Obama to ease Cuba travel restrictions
The Associated Press, January 14, 2011

President Barack Obama plans to loosen Cuban travel policy to allow students and church groups to go to the communist country, the administration announced Friday.

Students seeking academic credit and churches traveling for religious purposes will be able to go to Cuba. The plan will also let any American send as much as $500 every three months to Cuban citizens who are not part of the Castro administration and are not members of the Communist Party.

Also, more airports will be allowed to offer charter service. Right now, only three airports — in Miami, Los Angeles and New York City — can offer authorized charters to Cuba. That will be expanded to any international airport with proper customs and immigration facilities as long as licensed travel agencies ask to run charters from the airport.
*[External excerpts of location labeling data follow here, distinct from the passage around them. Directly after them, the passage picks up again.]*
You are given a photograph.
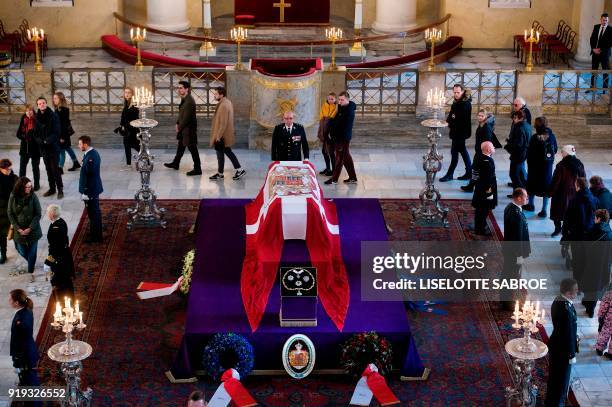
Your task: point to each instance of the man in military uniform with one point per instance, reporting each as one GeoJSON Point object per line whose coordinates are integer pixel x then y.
{"type": "Point", "coordinates": [485, 188]}
{"type": "Point", "coordinates": [90, 187]}
{"type": "Point", "coordinates": [563, 343]}
{"type": "Point", "coordinates": [289, 140]}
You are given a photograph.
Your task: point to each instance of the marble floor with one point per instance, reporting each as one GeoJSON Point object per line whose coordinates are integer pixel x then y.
{"type": "Point", "coordinates": [393, 173]}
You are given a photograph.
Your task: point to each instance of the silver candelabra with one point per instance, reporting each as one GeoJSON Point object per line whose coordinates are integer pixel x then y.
{"type": "Point", "coordinates": [145, 212]}
{"type": "Point", "coordinates": [430, 211]}
{"type": "Point", "coordinates": [70, 353]}
{"type": "Point", "coordinates": [525, 350]}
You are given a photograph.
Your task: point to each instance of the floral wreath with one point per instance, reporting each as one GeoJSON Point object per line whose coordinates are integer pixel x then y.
{"type": "Point", "coordinates": [187, 271]}
{"type": "Point", "coordinates": [231, 349]}
{"type": "Point", "coordinates": [365, 348]}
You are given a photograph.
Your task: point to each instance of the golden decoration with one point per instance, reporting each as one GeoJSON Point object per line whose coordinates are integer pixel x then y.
{"type": "Point", "coordinates": [286, 105]}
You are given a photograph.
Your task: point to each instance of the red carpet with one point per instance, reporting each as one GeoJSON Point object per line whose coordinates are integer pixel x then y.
{"type": "Point", "coordinates": [134, 341]}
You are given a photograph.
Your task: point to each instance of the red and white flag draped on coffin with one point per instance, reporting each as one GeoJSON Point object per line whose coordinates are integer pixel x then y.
{"type": "Point", "coordinates": [231, 390]}
{"type": "Point", "coordinates": [291, 206]}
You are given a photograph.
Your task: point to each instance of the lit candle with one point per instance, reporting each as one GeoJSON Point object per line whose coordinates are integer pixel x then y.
{"type": "Point", "coordinates": [516, 308]}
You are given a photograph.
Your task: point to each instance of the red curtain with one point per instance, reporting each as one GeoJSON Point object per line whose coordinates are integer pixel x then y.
{"type": "Point", "coordinates": [301, 11]}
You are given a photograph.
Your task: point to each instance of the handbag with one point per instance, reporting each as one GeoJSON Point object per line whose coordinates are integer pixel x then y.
{"type": "Point", "coordinates": [219, 145]}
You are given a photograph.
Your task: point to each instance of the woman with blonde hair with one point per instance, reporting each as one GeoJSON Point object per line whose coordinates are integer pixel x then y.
{"type": "Point", "coordinates": [63, 112]}
{"type": "Point", "coordinates": [125, 129]}
{"type": "Point", "coordinates": [23, 349]}
{"type": "Point", "coordinates": [29, 149]}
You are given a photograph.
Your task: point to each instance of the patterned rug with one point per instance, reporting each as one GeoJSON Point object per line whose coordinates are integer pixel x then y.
{"type": "Point", "coordinates": [135, 341]}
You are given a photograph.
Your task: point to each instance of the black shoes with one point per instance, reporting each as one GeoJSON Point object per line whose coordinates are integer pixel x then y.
{"type": "Point", "coordinates": [194, 172]}
{"type": "Point", "coordinates": [239, 174]}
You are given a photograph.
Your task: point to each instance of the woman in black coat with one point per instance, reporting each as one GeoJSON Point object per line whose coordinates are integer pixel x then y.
{"type": "Point", "coordinates": [577, 223]}
{"type": "Point", "coordinates": [563, 185]}
{"type": "Point", "coordinates": [599, 258]}
{"type": "Point", "coordinates": [63, 112]}
{"type": "Point", "coordinates": [540, 160]}
{"type": "Point", "coordinates": [29, 149]}
{"type": "Point", "coordinates": [60, 258]}
{"type": "Point", "coordinates": [23, 348]}
{"type": "Point", "coordinates": [7, 183]}
{"type": "Point", "coordinates": [129, 133]}
{"type": "Point", "coordinates": [599, 191]}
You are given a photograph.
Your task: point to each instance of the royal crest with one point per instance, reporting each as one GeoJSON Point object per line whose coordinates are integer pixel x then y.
{"type": "Point", "coordinates": [298, 356]}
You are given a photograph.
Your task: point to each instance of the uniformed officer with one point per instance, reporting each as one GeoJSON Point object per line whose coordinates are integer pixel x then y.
{"type": "Point", "coordinates": [485, 187]}
{"type": "Point", "coordinates": [90, 187]}
{"type": "Point", "coordinates": [563, 344]}
{"type": "Point", "coordinates": [289, 140]}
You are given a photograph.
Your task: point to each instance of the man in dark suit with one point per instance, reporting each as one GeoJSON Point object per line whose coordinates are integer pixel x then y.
{"type": "Point", "coordinates": [601, 40]}
{"type": "Point", "coordinates": [289, 140]}
{"type": "Point", "coordinates": [47, 134]}
{"type": "Point", "coordinates": [90, 187]}
{"type": "Point", "coordinates": [485, 187]}
{"type": "Point", "coordinates": [186, 131]}
{"type": "Point", "coordinates": [517, 144]}
{"type": "Point", "coordinates": [519, 105]}
{"type": "Point", "coordinates": [563, 344]}
{"type": "Point", "coordinates": [516, 246]}
{"type": "Point", "coordinates": [342, 134]}
{"type": "Point", "coordinates": [459, 129]}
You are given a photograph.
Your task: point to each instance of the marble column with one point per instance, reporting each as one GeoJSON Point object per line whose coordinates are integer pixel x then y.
{"type": "Point", "coordinates": [168, 15]}
{"type": "Point", "coordinates": [589, 14]}
{"type": "Point", "coordinates": [395, 15]}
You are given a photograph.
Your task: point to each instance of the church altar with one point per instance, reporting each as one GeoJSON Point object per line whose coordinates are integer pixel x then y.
{"type": "Point", "coordinates": [215, 303]}
{"type": "Point", "coordinates": [283, 12]}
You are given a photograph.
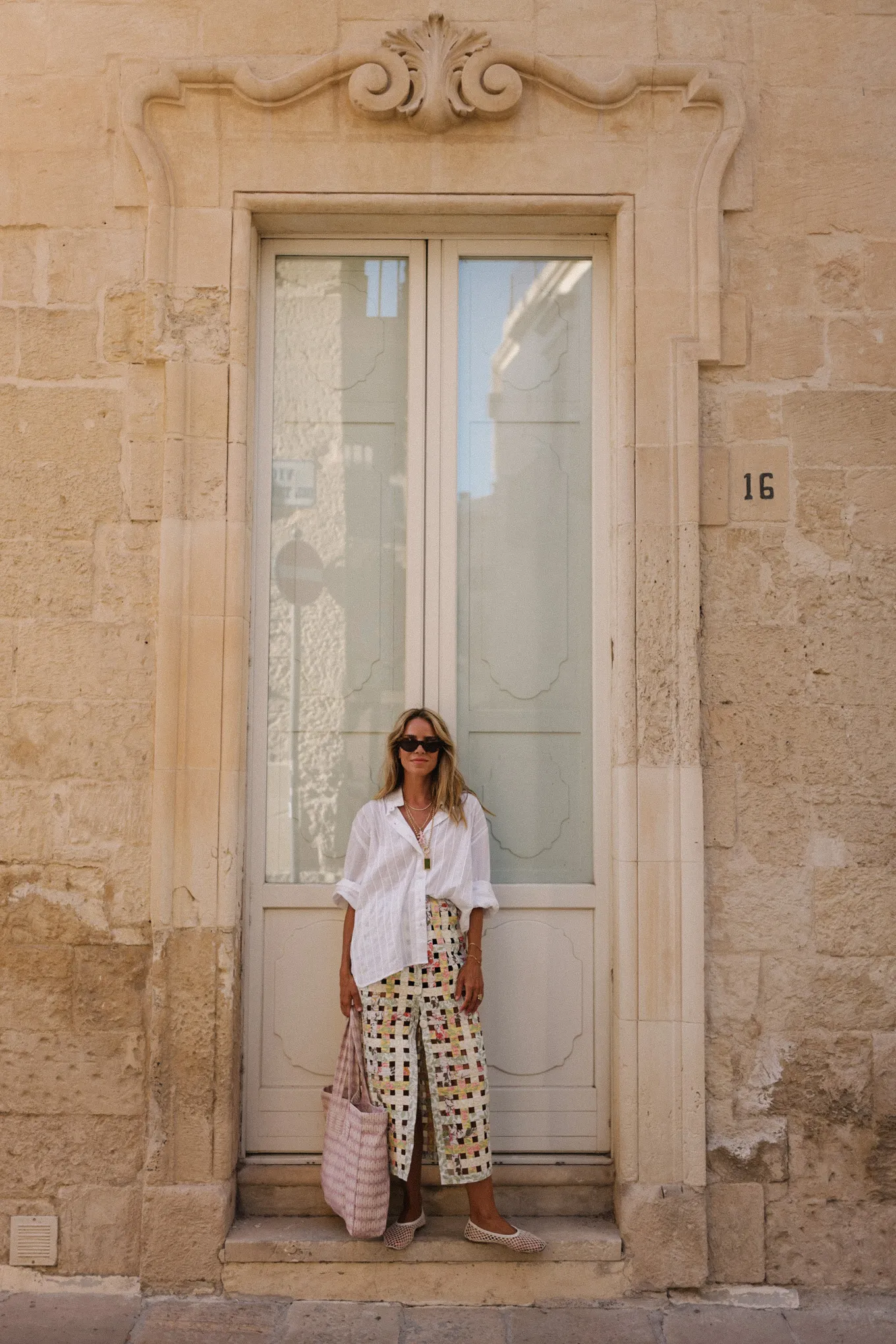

On Friday, one Florida airport was already taking steps to offer service to Cuba.

"This is great news from an international air service development standpoint," Tampa International Airport CEO Joe Lopano said in a news release. "We will begin meeting with air charter companies and working with the Federal Authorities to make sure we meet all requirements for these Cuba flights."

The White House press office sent out a release saying Obama had directed the changes, which do not need congressional approval. They will be put in place within two weeks.

Changes that Obama made last year already increased Cuban-Americans' ability to visit family and send money to relatives. The changes are similar to travel policies under President Bill Clinton. Critics said they will not improve the lives of Cubans.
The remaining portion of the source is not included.